Во всем должен быть простор
Адриан читает Ролана Барта
Летним вечером Адриан сидит в вагоне-ресторане поезда, направляющегося в Братиславу. Там он выступит с лекцией-перформансом на театральном фестивале. За окном проносятся покрытые зеленью поля и луга. Адриан читает «Фрагменты речи влюбленного» Ролана Барта и что-то воодушевленно отмечает в записной книжке. «Фрагменты» состоят из множества небольших отрывков, не связанных между собой и расположенных в алфавитном порядке. Адриан позволяет заголовкам увлечь себя и читает то, что кажется наиболее интересным: «Покажите мне, кого желать», «Изобилие», «Похвала слезам». Под заголовком «Когда мой палец невзначай…» он видит следующие слова:
Палец Вертера невзначай дотрагивается до пальца Шарлотты, их ноги соприкасаются под столом.
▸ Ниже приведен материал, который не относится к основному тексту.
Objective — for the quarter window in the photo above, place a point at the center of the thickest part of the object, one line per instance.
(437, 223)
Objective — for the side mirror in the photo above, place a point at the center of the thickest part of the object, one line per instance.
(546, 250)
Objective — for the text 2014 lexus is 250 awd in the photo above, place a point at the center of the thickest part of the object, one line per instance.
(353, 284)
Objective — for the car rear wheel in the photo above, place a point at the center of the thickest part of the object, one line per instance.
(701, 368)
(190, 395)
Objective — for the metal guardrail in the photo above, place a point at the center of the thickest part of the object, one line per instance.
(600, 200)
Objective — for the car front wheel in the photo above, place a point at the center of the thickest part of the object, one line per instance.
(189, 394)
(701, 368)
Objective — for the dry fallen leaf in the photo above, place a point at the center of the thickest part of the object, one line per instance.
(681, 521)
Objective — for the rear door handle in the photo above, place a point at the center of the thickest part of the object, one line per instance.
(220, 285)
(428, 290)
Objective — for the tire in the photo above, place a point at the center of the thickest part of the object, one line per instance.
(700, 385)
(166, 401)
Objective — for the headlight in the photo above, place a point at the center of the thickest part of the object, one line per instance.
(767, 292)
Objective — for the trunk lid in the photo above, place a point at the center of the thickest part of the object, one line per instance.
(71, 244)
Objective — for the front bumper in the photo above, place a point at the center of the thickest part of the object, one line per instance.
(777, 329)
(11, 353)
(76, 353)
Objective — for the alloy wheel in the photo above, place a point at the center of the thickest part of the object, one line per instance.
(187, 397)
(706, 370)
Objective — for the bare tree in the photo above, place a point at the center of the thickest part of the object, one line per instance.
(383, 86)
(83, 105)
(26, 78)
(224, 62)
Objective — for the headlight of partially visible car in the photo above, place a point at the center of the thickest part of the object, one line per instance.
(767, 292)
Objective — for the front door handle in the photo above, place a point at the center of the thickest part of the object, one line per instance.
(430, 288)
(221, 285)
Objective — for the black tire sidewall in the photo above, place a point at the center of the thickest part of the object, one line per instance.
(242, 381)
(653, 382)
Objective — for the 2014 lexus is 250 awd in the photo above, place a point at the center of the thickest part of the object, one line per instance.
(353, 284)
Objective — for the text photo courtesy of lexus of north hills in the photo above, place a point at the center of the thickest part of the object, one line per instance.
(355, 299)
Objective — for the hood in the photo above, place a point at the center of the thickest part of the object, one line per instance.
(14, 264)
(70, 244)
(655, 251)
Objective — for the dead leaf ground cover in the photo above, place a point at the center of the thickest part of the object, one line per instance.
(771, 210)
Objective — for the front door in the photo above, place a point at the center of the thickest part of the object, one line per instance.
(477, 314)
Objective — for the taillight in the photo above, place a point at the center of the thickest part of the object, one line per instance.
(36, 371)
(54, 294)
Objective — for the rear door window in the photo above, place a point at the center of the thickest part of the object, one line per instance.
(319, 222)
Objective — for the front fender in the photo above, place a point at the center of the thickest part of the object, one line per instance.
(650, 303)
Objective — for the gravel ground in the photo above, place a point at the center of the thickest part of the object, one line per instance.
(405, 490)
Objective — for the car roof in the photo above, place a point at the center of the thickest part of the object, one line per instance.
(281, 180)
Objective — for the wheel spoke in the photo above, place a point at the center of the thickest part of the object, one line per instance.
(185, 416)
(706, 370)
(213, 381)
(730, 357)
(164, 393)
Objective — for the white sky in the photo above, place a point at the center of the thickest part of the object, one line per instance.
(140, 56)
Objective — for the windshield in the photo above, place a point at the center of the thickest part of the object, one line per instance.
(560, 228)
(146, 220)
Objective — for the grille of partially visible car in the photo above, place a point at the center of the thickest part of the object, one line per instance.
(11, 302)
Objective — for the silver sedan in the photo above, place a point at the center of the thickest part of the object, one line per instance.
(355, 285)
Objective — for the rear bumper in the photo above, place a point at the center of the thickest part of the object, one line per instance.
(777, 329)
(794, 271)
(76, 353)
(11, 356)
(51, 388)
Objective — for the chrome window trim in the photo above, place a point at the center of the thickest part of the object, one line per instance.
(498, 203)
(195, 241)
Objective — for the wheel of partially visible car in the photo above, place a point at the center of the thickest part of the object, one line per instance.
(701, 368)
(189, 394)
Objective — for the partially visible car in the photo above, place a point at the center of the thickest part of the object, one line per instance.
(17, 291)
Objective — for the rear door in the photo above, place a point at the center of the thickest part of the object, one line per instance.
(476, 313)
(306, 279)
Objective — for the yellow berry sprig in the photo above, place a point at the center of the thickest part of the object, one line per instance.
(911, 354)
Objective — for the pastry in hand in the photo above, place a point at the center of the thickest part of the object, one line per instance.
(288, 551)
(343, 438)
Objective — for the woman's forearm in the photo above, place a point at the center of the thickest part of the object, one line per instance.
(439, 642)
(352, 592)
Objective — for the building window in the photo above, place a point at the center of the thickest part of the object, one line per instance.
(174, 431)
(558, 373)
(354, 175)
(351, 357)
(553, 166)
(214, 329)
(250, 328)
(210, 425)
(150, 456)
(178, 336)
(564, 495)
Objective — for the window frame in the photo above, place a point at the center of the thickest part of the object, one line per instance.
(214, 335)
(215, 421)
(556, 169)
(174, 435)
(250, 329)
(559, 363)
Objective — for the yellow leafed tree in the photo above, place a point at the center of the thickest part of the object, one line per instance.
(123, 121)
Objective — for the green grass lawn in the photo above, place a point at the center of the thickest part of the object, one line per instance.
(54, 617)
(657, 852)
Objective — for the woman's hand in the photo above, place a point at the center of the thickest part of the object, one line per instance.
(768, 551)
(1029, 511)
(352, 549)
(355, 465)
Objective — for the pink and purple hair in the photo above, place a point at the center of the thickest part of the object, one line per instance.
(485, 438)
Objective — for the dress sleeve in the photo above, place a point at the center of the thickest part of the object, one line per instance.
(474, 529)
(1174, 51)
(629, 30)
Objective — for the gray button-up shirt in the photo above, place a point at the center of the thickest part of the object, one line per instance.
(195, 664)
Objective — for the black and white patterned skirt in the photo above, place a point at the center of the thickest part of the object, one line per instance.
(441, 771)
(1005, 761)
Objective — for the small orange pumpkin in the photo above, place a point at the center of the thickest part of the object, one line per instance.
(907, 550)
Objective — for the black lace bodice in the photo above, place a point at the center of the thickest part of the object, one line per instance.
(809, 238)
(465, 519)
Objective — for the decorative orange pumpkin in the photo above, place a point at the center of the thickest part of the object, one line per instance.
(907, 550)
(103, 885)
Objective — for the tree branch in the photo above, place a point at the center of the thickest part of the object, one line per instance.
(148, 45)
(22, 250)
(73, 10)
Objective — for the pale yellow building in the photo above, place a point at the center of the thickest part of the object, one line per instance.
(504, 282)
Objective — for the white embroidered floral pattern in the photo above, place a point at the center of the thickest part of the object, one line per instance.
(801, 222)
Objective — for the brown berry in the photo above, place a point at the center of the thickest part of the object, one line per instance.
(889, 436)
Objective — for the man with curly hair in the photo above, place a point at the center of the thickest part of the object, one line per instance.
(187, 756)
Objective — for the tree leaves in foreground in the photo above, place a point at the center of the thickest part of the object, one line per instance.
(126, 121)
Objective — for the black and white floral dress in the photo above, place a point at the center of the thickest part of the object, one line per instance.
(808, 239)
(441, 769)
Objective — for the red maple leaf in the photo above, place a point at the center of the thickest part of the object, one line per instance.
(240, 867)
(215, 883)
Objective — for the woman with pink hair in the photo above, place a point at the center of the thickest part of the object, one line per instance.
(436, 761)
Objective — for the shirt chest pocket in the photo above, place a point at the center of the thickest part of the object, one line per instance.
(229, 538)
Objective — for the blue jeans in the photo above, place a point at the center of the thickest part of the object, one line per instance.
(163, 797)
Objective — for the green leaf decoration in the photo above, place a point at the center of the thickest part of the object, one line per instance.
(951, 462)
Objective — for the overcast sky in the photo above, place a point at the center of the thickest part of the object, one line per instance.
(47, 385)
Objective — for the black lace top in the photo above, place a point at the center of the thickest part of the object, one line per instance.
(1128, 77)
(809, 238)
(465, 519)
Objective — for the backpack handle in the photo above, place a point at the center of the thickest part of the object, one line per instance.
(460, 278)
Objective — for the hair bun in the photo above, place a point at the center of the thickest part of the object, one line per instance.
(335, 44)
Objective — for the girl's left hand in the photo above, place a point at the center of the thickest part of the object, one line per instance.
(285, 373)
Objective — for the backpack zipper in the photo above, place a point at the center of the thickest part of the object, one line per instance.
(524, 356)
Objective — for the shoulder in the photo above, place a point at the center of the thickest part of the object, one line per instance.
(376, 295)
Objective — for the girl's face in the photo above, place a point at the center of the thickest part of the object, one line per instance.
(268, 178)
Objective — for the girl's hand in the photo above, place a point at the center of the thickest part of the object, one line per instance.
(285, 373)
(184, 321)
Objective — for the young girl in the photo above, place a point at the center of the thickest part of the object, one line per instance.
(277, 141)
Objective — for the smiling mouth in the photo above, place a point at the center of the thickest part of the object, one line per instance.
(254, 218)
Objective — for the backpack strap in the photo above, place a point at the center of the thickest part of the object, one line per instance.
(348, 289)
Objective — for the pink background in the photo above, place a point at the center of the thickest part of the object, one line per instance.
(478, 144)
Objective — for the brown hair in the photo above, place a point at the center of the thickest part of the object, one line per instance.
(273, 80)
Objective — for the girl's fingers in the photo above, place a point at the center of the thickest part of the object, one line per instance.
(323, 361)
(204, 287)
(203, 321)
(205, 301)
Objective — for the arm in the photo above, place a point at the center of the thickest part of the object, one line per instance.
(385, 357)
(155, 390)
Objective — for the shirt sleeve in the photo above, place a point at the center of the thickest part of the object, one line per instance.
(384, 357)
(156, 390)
Вертер мог бы отвлечься от смысла этих случайностей; он мог бы телесно сосредоточиться на крошечных зонах касания и наслаждаться вот этим безучастным кусочком пальца или ноги на манер фетишиста, не заботясь об ответе (как и Бог – такова его этимология – Фетиш не отвечает). Но в том-то и дело, что Вертер не перверсивен, он влюблен: он создает смысл – всегда, повсюду, из ничего, – и именно смысл заставляет его вздрагивать; он находится на пылающем костре смысла. Для влюбленного любое прикосновение ставит вопрос об ответе; от кожи требуется ответить.[3]3
Барт Р. Фрагменты речи влюбленного / Пер. с фр. В. Е. Лапицкого. М.: Ad Marginem, 2002. C. 297.
[Закрыть]
В тексте всегда сказано ровно столько, сколько необходимо, чтобы Адриан без труда сумел уловить фигуру мысли, ровно столько, сколько требуется, чтобы его охватило определенное чувство. Текст как бы состоит из витающих в воздухе наблюдений, каждое из которых представляет собой новое начало. Они напоминают незаконченные карандашные наброски. Адриану это очень нравится, потому что во всем, с его точки зрения, должен быть простор, так как любой мысли требуется пространство, чтобы развернуться. Ничто не должно быть закрытым или неподвижным, поскольку все самое важное в тексте происходит между словами, между предложениями, там, где есть зазор. Так что-то может проскользнуть внутрь или вырваться наружу. Поэтому небольшие бартовские пассажи удивительны: они не занимают собой все пространство. Однако, даже читая Барта, Адриану иногда хочется воскликнуть: «Стоп! Довольно!» Это происходит потому, что он уже собрал достаточно элементов мозаики. Прежде чем Адриан успевает дочитать очередной короткий фрагмент, его голову уже начинают переполнять собственные мысли. Его постоянно посещают идеи, которые до знакомства с Бартом не приходили ему на ум. За окном мелькает летний пейзаж. Адриан заказывает вторую чашку кофе и кусок грушевого пирога. Затем приступает к чтению следующего отрывка. В нем говорится о том, что означают слова «Я люблю тебя»:
Это слово (словофраза) имеет значение лишь в момент, когда я его произношу; в нем нет никакой другой информации, кроме непосредственно говоримого; никакого запаса, никакого склада смыслов. Все в брошенном; это формула, но формула, не соответствующая никакому ритуалу; ситуации, в которых я говорю я-люблю-тебя, не могут быть классифицированы; я-люблю-тебя непредвидимо и неустранимо.[4]4
Барт Р. Фрагменты речи влюбленного / Пер. с фр. В. Е. Лапицкого. М.: Ad Marginem, 2002. С. 411–412.
[Закрыть]
Адриан пишет: «Я ЛЮБЛЮ ТЕБЯ → Возможно, речь о том, как не сказать это: уже вроде бы начать произносить „Я люблю тебя“ и замолчать; открыть рот, вдохнуть, выдохнуть и так ничего и не сказать».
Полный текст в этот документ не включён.